Las Vegas Sun

May 10, 2024

Singer finds healing in performances of song in remembrance of Oct. 1

Oct. 1 Survivor Pat Dalton Amico

Christopher DeVargas

Pat Dalton Amico, local musician and Oct. 1 shooting survivor, spends some time reflecting in the community healing garden in downtown Las Vegas, Monday Sept. 26, 2022.

Oct. 1 Survivor Pat Dalton Amico

Pat Dalton Amico, local musician and Oct. 1 shooting survivor, spends some time reflecting in the community healing garden in downtown Las Vegas, Monday Sept. 26, 2022. Launch slideshow »

Patrick Amico has woken up with a heavy heart the past five years.

He and his wife, Colli, go about their routine — making breakfast, getting dressed and later playing a show with Amico’s band, the Pat Dalton Gang — always trying to block out the horrific memories of people lying on the ground with gunshot wounds or the screams of frightened concertgoers on Oct. 1, 2017, at the Route 91 Harvest Festival.

It’s not post-traumatic stress disorder, Amico believes, but it’s something that all survivors of the mass shooting in Las Vegas have to live with: the memories, and maybe some guilt.

The five-year remembrance of the shooting that immediately killed 58 and injured more than 800 is Saturday. Almost daily, Amico says he lives with “survivor’s remorse.”

He still wakes up and tells his wife, “I could’ve done more, I should’ve done more,” even despite driving more than 10 attendees of the country music festival away from the gunfire raining down from the 32nd floor of a nearby resort.

“I just wanted to help,” Amico said. “You did what you could do, but you go home thinking of what you saw.”

For Amico, known locally as country singer-songwriter Pat Dalton Amico, the healing process will never end, but his music “has really helped.”

Amico and his wife were on the west side of the stage when Jason Aldean began his set that night for a show with 22,000 attendees. They decided to move across the crowd closer to Amico’s truck, which was parked in the festival’s VIP section on the other side of the stage, and they were deep in the crowd when the first round of bullets rained down on them.

After escaping into the parking lot, Amico spent minutes loading fellow attendees — even one with a bullet wound — into his truck to drive them away from the festival grounds.

It was this life-altering day that became inspiration for his song “58 Angels,” a tribute to the 58 lives lost during the Route 91 shooting. It’s a song that has been a large part of Amico’s healing, as it has become sort of a local anthem for those connected to the shooting.

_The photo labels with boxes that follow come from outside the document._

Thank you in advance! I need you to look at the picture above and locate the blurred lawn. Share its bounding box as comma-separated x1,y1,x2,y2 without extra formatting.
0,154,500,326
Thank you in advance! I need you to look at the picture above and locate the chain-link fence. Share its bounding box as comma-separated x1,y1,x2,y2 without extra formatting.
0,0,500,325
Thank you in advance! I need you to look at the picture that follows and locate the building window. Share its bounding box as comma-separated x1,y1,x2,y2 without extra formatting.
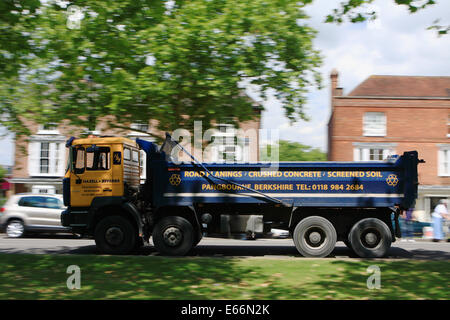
363,112,386,137
211,124,241,162
39,142,50,173
353,142,396,161
28,140,65,176
438,145,450,176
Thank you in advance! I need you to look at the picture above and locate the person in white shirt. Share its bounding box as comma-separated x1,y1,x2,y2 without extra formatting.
431,200,448,242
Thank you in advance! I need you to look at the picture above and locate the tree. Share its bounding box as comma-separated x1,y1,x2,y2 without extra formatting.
0,0,448,136
0,0,321,138
261,140,327,161
325,0,450,35
0,165,6,182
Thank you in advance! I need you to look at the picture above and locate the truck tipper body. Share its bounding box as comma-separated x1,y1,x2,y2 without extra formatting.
61,134,420,257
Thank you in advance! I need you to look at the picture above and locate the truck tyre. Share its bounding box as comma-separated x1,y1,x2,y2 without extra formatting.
153,216,194,256
293,216,337,258
344,240,353,251
94,216,137,254
348,218,392,258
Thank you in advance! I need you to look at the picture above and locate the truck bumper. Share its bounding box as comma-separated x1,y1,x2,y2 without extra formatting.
61,208,88,228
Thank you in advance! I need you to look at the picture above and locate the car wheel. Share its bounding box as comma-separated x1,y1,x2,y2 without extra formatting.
153,216,194,256
348,218,392,258
293,216,337,258
6,220,25,238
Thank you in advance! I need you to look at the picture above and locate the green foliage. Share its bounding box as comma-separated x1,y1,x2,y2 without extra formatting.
261,140,327,161
325,0,450,36
0,249,450,300
0,0,321,134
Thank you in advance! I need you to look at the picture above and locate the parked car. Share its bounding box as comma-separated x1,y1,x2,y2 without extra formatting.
0,193,70,238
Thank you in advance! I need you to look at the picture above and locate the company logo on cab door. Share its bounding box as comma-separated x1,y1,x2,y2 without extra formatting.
169,173,181,186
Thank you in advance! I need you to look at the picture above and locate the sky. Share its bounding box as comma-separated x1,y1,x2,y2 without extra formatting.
0,0,450,165
261,0,450,151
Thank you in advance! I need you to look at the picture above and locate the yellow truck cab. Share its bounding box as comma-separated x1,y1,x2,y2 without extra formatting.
65,137,140,207
61,137,143,252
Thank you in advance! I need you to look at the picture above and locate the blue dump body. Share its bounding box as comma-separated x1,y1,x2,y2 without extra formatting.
137,140,419,208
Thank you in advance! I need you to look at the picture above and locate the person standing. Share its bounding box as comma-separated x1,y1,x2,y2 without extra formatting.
405,208,415,242
431,199,448,242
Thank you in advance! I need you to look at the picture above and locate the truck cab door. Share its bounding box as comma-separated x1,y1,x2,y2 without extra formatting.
70,145,113,207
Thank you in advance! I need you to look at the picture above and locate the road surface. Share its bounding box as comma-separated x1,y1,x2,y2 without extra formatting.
0,234,450,260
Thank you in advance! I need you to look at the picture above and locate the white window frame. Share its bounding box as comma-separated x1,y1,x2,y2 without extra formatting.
353,142,397,161
28,136,66,177
363,112,387,137
211,123,243,163
31,185,56,194
437,144,450,177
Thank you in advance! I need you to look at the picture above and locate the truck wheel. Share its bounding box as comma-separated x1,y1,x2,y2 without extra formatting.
94,216,137,254
293,216,337,257
344,240,353,251
348,218,392,258
153,216,194,256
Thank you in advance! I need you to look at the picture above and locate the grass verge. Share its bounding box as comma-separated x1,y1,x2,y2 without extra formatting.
0,254,450,300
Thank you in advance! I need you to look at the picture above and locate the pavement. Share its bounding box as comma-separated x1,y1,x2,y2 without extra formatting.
0,234,450,261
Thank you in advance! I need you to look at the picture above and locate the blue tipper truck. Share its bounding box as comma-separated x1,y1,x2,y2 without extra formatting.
61,134,422,258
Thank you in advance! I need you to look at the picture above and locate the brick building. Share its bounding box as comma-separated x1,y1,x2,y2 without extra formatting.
9,103,262,194
328,70,450,221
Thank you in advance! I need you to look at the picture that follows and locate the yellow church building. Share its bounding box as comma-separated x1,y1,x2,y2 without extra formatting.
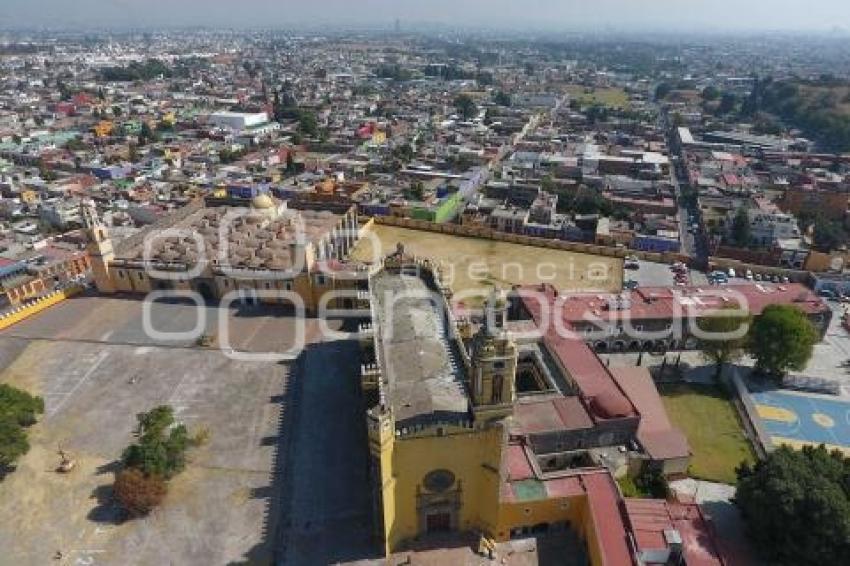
354,246,660,565
81,194,366,313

Although he initially had no intention of writing a song about the tragedy, Amico was inspired by his cousin, another local lyricist, who wrote Amico a song with the line “58 candles, 58 flames.”

The line was “very inspirational” to Amico, enough that he was able to write “58 Angels” in just three hours after receiving it five days after the shooting.

In the past five years, the song has been played for various Oct. 1 remembrance events and for families of the shooting victims during memorials, but never anywhere else.

Amico says he “only (plays) the songs for Route 91 during Route 91 (remembrances)” because of the connection it has to Las Vegas, specifically. For Amico, he “could never say no” to the families.

Through this song, Amico has become close to the families of each victim, and they have all been able to cope together, he said. “Supporting each other is just so important” to Amico and other Route 91 survivors, especially those who put their trust in Amico and climbed into the back of his truck bed the night of the deadliest mass shooting in modern American history.

Over the past five years, Amico has reconnected with all of the people he assisted that night. He said they have come to his home, met his wife and had dinner with the two of them. It’s a bond that Amico said could only be created by those who understand the shared pain of experiencing a mass shooting.

“It’s amazing what music can do,” Amico said. “It’s brought us together.”

Despite being “lucky” enough to not be diagnosed with PTSD, Amico still gets emotional when he plays “58 Angels.” Family members of the victims and Route 91 survivors will hold his hand in support while he sings, a gesture that Amico said had brought him to tears.

The song “brings that moment (during the shooting) right back,” Amico said.

Amico doesn’t plan on ending his music career — and his healing journey — any time soon. Clark County officials have asked him to perform at next year’s Sunrise Service, a first for him at that particular event, and he will continue to sing for the 58 families he has come to know so well, he said.

He may never be able to shake the “survivor’s remorse” he feels each day, but each strum of his guitar might help ease the pain.

“There’s no winning. There’s no super gratification that you survived and someone didn’t,” Amico said. “That’s why the healing is so important.”